The Democrats took the olive branch the president extended and slapped him in the face with it. They immediately held hearings for, and confirmed, the two Democrats among the nominees and then held up the rest, refusing even to hold hearings for a long time on most of them. They then complained incessantly (and, for the most part, falsely) about not having been adequately consulted by the White House with regard to these nominations. And they executed the play suggested by Professor Tribe, Marcia Greenberger, and others at a Democratic strategy session on how to block Bush judicial nominations — a session held before the president had even taken office — when they scheduled hearings under Senator Schumer to try to legitimize the notion that judicial nominations could be blocked on ideological, rather than competence grounds.

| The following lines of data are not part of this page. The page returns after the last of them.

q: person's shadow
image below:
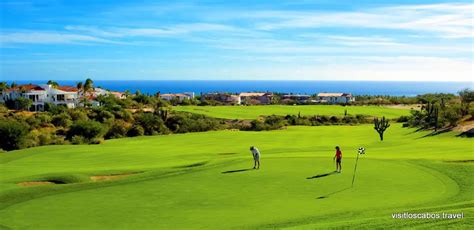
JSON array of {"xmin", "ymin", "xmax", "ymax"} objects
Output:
[
  {"xmin": 222, "ymin": 168, "xmax": 253, "ymax": 174},
  {"xmin": 316, "ymin": 187, "xmax": 352, "ymax": 200},
  {"xmin": 306, "ymin": 171, "xmax": 337, "ymax": 180}
]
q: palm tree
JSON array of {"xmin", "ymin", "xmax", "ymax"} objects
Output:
[
  {"xmin": 0, "ymin": 81, "xmax": 10, "ymax": 92},
  {"xmin": 83, "ymin": 78, "xmax": 94, "ymax": 92},
  {"xmin": 46, "ymin": 80, "xmax": 59, "ymax": 88},
  {"xmin": 76, "ymin": 82, "xmax": 82, "ymax": 90}
]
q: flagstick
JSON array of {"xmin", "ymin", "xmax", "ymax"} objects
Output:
[{"xmin": 351, "ymin": 154, "xmax": 360, "ymax": 188}]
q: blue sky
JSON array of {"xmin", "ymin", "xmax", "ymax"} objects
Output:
[{"xmin": 0, "ymin": 0, "xmax": 474, "ymax": 81}]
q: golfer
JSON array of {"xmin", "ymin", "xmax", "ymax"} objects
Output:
[
  {"xmin": 334, "ymin": 146, "xmax": 342, "ymax": 173},
  {"xmin": 250, "ymin": 146, "xmax": 260, "ymax": 169}
]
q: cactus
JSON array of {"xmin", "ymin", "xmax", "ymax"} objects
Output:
[{"xmin": 374, "ymin": 117, "xmax": 390, "ymax": 141}]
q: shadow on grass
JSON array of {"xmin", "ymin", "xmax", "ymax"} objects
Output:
[
  {"xmin": 306, "ymin": 171, "xmax": 337, "ymax": 180},
  {"xmin": 316, "ymin": 187, "xmax": 351, "ymax": 200},
  {"xmin": 222, "ymin": 168, "xmax": 253, "ymax": 174}
]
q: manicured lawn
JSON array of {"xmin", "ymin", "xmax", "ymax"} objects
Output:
[
  {"xmin": 0, "ymin": 124, "xmax": 474, "ymax": 229},
  {"xmin": 173, "ymin": 105, "xmax": 410, "ymax": 119}
]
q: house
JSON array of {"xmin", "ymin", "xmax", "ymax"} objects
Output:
[
  {"xmin": 201, "ymin": 93, "xmax": 241, "ymax": 105},
  {"xmin": 160, "ymin": 92, "xmax": 194, "ymax": 101},
  {"xmin": 239, "ymin": 93, "xmax": 273, "ymax": 105},
  {"xmin": 110, "ymin": 91, "xmax": 127, "ymax": 99},
  {"xmin": 2, "ymin": 84, "xmax": 78, "ymax": 111},
  {"xmin": 317, "ymin": 93, "xmax": 355, "ymax": 104},
  {"xmin": 281, "ymin": 94, "xmax": 311, "ymax": 103}
]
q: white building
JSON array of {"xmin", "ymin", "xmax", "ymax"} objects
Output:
[
  {"xmin": 160, "ymin": 92, "xmax": 194, "ymax": 101},
  {"xmin": 2, "ymin": 84, "xmax": 78, "ymax": 111},
  {"xmin": 318, "ymin": 93, "xmax": 355, "ymax": 104}
]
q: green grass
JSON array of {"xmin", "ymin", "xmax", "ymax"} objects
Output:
[
  {"xmin": 0, "ymin": 124, "xmax": 474, "ymax": 229},
  {"xmin": 173, "ymin": 105, "xmax": 410, "ymax": 120}
]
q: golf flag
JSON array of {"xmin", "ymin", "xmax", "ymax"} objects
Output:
[{"xmin": 351, "ymin": 147, "xmax": 365, "ymax": 187}]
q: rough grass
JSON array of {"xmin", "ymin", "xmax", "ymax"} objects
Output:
[
  {"xmin": 0, "ymin": 125, "xmax": 474, "ymax": 229},
  {"xmin": 173, "ymin": 105, "xmax": 410, "ymax": 120}
]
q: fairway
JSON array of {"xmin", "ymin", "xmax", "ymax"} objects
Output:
[
  {"xmin": 0, "ymin": 124, "xmax": 474, "ymax": 229},
  {"xmin": 173, "ymin": 105, "xmax": 410, "ymax": 119}
]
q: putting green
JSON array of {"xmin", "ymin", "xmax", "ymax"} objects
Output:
[
  {"xmin": 173, "ymin": 105, "xmax": 410, "ymax": 120},
  {"xmin": 0, "ymin": 125, "xmax": 474, "ymax": 229}
]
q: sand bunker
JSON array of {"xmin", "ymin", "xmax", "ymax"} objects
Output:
[{"xmin": 18, "ymin": 181, "xmax": 55, "ymax": 187}]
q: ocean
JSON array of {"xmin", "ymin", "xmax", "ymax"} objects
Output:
[{"xmin": 8, "ymin": 80, "xmax": 474, "ymax": 96}]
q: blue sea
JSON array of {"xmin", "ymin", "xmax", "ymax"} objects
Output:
[{"xmin": 9, "ymin": 80, "xmax": 474, "ymax": 96}]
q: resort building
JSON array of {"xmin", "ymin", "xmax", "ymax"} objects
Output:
[
  {"xmin": 1, "ymin": 84, "xmax": 78, "ymax": 111},
  {"xmin": 281, "ymin": 94, "xmax": 311, "ymax": 103},
  {"xmin": 239, "ymin": 93, "xmax": 273, "ymax": 105},
  {"xmin": 160, "ymin": 92, "xmax": 194, "ymax": 101},
  {"xmin": 201, "ymin": 93, "xmax": 241, "ymax": 105},
  {"xmin": 317, "ymin": 93, "xmax": 355, "ymax": 104}
]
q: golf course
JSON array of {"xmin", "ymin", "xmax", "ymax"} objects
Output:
[
  {"xmin": 174, "ymin": 105, "xmax": 416, "ymax": 120},
  {"xmin": 0, "ymin": 123, "xmax": 474, "ymax": 229}
]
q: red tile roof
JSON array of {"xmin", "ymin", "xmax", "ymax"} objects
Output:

This sent the strongest possible message to those of us in the White House that there was no interest at all in cooperation or good faith from the Democratic side and that they were determined from the start to try to frustrate the new president's efforts to fill judicial vacancies. The Democrats were alarmed that the president had begun by focusing on appellate appointments; that those appointments were concentrated in circuits where the partisan balance was close; and that the president appeared determined to appoint highly qualified minorities and women, such as Miguel Estrada and Priscilla Owen.
The president tried to change the tone, but he was shouted down. This is where the genesis of the conflict that has led us to the brink of the nuclear option really began, at least in this administration. When the Democrats later lost the Senate, they simply shifted tactics, using the filibuster to accomplish what they could no longer use control of the Judiciary Committee to do.
The ultimate proof that the Democrats escalated this conflict beyond all reasonable or defensible proportions is this: Today, more than four years after the East Room event, three of the original eleven nominees still have never received an up-or-down confirmation vote in the Senate.